Autonom oder veröffentlicht

Im «Konvolut» schrieb ich zum Begriff des «Rahmens»: «der rahmen bestimmt massgeblich den sinn/die aussage des kunstprodukts, und zwar unverhältnismässig stärker, als umgekehrt das kunstprodukt fähig ist, den sinn seines rahmens umzudeuten.» Da gibt es Überschneidungen zu Marshall Mc Luhans Satz, das Medium sei die Botschaft.

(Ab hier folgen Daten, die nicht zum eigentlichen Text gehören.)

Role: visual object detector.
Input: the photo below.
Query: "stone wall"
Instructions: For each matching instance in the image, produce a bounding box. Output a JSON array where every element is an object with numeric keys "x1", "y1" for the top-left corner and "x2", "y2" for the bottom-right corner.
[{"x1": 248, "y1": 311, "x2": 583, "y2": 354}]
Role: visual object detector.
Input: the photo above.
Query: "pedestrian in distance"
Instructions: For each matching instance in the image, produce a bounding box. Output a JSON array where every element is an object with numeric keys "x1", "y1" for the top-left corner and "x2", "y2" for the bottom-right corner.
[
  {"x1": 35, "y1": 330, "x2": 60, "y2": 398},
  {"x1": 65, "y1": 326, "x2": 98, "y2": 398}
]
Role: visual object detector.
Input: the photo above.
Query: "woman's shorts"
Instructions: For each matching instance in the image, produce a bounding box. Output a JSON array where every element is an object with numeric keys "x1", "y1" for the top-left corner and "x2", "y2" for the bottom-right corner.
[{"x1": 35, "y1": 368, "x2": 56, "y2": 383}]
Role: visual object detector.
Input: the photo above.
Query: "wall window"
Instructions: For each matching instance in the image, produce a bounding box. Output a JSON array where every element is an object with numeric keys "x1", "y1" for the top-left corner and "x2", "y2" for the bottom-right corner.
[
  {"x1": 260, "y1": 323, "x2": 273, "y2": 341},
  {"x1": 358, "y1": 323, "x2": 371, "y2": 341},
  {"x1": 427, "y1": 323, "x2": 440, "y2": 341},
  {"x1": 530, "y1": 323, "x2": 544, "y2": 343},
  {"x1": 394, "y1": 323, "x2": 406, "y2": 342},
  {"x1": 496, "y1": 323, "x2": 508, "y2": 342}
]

Unter «Medium» versteht Mc Luhan die Transportstrukturen der Massenkommunikation vom Buchdruck bis zur Elektronik. Unter «Rahmen» verstehe ich alle Strukturen, die zur Vermittlung künstlerischer Produkte notwendig sind, also Räume (Kunsthäuser, Konzertsäle, Museen, Kulturzentren etc.) und journalistische Medien aller Art – wobei ich diese nicht als neutrale Übermittlungsschienen, als wertfreie Technologien sehe, sondern als Kanäle, die das Kunstprodukt normieren und – selber ökonomisch gesteuert – steuern. Wie der einzelne Erdklumpen weniger Bedeutung hat als das ihn transportierende Förderband, ist die Übermittlungsschiene bedeutender als die Botschaft: Nicht der Text, sondern der Text als Buch eines bestimmten Verlags; nicht das Bild, sondern das Bild als Ausstellungsobjekt in einer bestimmten Galerie; nicht die Partitur, sondern das in einem bestimmten Konzerthaus von bestimmten MusikerInnen interpretierte Musikstück bestimmen Wert und Bedeutung des Werks etc.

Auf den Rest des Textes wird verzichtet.